琵琶湖と山城国が一本の水路で結ばれた瞬間だった。
汗まみれの職人たちが、腕を取り合って喜び合う姿を見て、胸がじんと熱くなる。これは力ずくではない、知恵と技術で切り拓いた未来そのものだ。
「この勢いに乗って、福井から琵琶湖への水路を通し、そして――伊勢国と交渉し、必ずや琵琶湖運河を完成させてみせる!」
それが、日本を経済大国にするための第一歩なのだから。そして、俺の頭の中には、さらにその先の未来が描かれている。運河計画を軸にした日本成り上がりはまだ始まったばかりだ。

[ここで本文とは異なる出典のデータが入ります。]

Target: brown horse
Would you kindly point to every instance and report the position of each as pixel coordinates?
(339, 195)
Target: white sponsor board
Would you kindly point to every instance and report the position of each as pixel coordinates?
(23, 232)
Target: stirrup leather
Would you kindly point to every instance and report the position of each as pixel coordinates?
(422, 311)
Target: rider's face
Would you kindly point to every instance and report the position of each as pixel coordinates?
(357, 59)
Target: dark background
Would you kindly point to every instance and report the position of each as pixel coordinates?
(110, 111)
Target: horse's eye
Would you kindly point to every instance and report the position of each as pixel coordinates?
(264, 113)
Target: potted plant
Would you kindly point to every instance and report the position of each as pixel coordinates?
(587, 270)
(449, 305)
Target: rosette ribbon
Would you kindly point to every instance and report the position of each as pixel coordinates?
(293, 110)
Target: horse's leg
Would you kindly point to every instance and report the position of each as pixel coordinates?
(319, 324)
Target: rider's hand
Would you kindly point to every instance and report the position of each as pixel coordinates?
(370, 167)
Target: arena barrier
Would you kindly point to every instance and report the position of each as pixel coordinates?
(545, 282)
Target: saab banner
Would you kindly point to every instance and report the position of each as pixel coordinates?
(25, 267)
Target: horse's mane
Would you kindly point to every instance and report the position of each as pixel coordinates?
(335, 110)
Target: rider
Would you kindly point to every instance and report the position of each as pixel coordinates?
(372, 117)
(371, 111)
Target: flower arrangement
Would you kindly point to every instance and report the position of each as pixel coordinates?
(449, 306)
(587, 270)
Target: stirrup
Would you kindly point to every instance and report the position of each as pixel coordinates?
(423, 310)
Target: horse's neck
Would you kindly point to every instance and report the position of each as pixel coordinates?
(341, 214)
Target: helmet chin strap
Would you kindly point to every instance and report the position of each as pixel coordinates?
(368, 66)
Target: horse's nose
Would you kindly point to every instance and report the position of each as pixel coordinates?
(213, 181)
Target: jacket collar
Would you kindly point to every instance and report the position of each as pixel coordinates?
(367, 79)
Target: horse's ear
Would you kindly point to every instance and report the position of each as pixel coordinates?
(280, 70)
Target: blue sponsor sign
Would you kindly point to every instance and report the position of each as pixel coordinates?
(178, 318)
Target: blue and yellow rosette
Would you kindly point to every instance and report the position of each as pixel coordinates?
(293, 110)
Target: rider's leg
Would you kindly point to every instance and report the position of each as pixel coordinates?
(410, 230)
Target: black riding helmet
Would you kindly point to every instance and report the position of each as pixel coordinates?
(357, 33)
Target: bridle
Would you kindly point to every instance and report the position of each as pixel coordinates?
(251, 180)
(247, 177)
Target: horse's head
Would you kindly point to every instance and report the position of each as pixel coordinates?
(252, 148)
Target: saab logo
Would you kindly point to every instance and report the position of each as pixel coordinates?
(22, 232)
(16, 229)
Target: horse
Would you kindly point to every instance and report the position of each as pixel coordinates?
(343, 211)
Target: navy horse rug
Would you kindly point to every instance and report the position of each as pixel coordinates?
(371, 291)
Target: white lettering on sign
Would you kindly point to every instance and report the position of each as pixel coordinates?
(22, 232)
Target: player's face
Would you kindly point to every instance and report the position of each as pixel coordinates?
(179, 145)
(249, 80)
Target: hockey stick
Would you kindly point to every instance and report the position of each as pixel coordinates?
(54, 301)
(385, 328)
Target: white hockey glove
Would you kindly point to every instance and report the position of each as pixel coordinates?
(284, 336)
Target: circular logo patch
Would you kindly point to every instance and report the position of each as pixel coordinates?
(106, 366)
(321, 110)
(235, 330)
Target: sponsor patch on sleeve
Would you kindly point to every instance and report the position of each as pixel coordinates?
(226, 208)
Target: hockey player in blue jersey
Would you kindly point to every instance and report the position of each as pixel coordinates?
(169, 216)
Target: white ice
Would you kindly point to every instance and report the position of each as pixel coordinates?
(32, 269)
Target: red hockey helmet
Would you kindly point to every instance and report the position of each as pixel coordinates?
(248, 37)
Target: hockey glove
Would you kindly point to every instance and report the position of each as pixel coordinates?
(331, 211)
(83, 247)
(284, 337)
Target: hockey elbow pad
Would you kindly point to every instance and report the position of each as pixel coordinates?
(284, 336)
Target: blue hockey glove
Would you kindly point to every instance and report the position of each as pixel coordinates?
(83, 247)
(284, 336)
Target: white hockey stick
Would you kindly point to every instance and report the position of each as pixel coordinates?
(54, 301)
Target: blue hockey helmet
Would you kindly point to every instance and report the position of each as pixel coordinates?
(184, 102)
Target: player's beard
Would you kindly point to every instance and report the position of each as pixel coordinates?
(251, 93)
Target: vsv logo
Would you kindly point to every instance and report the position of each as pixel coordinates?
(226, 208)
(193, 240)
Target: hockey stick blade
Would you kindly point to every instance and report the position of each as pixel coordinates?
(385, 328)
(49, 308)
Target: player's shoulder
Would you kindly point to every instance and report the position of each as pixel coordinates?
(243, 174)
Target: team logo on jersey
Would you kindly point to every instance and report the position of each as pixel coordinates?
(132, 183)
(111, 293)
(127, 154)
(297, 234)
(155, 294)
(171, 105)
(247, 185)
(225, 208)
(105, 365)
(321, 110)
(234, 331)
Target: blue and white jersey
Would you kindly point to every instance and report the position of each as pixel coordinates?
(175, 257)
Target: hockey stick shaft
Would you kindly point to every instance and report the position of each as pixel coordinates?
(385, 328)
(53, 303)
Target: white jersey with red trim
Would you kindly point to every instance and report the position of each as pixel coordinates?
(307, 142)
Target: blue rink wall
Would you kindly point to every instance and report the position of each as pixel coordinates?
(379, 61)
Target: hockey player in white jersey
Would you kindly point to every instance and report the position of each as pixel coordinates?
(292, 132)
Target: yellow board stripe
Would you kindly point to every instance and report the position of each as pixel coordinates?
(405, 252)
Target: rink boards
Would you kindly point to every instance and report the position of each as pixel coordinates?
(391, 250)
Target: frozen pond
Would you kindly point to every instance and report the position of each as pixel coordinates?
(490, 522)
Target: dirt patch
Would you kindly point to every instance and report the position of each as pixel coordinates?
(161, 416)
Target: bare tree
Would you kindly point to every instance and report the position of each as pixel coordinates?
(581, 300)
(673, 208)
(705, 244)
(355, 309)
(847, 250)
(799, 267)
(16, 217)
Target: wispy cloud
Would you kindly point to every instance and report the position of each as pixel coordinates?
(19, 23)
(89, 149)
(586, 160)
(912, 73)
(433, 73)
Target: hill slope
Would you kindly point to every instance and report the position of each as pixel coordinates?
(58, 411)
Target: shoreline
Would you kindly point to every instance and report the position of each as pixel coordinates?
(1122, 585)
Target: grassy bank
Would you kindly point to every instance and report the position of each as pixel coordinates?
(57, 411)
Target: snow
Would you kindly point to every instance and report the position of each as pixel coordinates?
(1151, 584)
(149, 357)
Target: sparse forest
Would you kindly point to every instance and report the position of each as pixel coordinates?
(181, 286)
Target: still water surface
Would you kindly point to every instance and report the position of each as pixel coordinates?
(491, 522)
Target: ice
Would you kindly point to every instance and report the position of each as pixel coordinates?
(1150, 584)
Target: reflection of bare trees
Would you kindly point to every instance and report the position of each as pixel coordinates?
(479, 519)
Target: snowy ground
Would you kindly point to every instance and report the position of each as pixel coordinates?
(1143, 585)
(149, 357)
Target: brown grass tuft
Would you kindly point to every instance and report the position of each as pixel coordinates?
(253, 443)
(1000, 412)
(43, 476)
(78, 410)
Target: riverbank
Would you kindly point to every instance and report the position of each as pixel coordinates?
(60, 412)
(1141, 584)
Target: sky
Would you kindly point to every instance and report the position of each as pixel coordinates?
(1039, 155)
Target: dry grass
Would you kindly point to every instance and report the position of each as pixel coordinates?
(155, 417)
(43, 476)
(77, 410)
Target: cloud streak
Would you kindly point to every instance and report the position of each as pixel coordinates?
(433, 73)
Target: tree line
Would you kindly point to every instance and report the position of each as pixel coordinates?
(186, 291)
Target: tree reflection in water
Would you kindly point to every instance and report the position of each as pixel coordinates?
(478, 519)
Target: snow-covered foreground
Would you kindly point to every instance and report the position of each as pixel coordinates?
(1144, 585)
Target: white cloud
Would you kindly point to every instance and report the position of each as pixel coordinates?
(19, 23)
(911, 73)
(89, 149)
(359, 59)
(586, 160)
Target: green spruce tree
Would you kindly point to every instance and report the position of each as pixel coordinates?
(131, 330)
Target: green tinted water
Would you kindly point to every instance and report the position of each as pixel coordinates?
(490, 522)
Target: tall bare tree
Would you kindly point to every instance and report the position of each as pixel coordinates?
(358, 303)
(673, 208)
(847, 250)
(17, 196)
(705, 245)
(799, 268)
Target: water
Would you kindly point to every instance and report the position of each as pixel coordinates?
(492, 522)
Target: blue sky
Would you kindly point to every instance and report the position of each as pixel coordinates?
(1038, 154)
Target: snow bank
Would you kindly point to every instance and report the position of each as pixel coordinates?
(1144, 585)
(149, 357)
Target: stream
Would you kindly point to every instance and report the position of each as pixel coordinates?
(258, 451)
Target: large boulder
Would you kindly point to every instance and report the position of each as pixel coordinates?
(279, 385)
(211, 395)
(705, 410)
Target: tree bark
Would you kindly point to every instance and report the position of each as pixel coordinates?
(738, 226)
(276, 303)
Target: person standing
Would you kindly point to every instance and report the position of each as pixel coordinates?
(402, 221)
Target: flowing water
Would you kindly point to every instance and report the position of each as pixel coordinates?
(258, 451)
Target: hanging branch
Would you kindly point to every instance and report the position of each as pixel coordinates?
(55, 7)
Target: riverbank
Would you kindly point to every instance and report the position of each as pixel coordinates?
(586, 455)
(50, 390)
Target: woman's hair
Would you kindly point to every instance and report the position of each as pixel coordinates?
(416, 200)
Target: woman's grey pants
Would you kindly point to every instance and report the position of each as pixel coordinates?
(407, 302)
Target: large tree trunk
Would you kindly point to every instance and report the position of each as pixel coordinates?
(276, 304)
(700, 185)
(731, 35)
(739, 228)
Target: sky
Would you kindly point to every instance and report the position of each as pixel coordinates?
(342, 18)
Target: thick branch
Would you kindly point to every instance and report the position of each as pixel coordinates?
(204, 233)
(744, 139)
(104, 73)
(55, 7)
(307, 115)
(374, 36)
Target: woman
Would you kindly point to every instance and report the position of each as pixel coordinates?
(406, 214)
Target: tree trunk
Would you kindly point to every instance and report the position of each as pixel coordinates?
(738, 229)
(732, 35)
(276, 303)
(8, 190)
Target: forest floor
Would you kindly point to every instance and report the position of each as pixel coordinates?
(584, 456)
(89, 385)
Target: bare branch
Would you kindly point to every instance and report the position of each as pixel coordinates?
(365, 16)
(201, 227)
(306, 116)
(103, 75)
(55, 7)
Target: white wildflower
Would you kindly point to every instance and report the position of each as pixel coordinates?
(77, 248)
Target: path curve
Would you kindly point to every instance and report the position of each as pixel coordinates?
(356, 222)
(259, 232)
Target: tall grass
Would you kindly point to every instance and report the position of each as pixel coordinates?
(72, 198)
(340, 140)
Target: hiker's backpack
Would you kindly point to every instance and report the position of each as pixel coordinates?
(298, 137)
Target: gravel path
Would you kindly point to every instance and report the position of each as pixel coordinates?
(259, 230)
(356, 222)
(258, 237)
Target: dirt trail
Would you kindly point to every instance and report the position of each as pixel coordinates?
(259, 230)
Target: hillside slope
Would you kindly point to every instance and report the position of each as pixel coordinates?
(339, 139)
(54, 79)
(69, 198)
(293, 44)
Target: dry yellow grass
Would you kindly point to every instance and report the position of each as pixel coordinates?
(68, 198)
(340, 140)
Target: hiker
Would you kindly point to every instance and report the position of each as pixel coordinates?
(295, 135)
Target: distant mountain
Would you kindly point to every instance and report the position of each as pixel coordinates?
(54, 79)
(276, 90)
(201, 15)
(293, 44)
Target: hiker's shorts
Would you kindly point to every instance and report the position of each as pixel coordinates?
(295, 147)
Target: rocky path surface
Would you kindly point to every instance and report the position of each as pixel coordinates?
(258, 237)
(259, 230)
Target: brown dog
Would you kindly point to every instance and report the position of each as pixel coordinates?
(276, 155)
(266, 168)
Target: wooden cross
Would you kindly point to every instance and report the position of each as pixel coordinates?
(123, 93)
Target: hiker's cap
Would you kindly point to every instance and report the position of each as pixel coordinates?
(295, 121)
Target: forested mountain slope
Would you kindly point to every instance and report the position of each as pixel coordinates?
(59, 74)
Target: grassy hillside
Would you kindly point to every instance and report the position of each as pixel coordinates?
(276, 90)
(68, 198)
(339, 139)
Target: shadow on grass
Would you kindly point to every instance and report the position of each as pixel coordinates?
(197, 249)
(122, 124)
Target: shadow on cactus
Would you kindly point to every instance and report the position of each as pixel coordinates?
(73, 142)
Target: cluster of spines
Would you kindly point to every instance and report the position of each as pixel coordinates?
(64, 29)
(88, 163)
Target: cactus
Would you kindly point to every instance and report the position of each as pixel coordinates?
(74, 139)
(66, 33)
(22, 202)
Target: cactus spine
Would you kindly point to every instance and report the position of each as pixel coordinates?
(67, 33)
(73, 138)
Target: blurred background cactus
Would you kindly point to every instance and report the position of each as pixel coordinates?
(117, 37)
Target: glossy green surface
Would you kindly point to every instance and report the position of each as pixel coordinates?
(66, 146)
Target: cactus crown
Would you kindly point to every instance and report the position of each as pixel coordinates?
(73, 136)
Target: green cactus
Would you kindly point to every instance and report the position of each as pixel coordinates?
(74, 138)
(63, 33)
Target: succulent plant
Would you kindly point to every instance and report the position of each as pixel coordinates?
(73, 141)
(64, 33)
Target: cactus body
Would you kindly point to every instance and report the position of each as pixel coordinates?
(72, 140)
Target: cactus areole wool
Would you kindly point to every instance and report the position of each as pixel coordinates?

逢坂山区間の開通の知らせが京・大坂へ届くと、商人たちの反応はまるで火がついたようだった。
「これで近江の米が、直接京に届くぞ!」
「運送日数どころか、物流の仕組みそのものが変わる!」
大坂の豪商たちは、運河沿いの土地を押さえようと走り回り、彦根藩への融資を競うように申し出てきた。
「義春殿、京も大坂も、まるで潮の流れが変わるように、人も物もこちらへ向かっておりますぞ」
伝蔵が興奮を抑えきれぬ声で報告してくる。
「ああ。血で争うのではなく、金で天下を動かす……。その意味が、ようやく形になったな」
その夜。掘削成功を祝う宴の最中。会場の賑わいをかき分けるようにして、信濃へ送った探査隊の一人が駆け込んできた。
「義春様! 急報にございます! 信濃の山地より、ついに見つかりました! 翠玉(エメラルド)のような光を放つ、あの石を!」
宴がすっと静まり返る。その言葉は、まるで未来が突然姿を現したかのような重みを帯びていた。
長い年月、静かに眠っていた日本の新たな富――玉石であるヒスイの発見。その報せは、運河の完成と同じくらい、いや、それ以上に重大な意味を持つ。
「よし。これで運河は、永続的に血を巡らせる富を得た! 次にするべきは、このヒスイを日本の新しい輸出品――いや、日本の看板に育てることだ」
信濃国の採掘権を得たのも、糸魚川静岡構造線でヒスイが見つかると踏んでいたからだ。
俺の視線は、すでに海の向こうを見ていた。次に交渉する相手は、オランダ商人か、それとも清か。運河の水は、やがて世界の富を呼び込む流れへと変わっていく――そんな予感が、強く胸に広がっていった。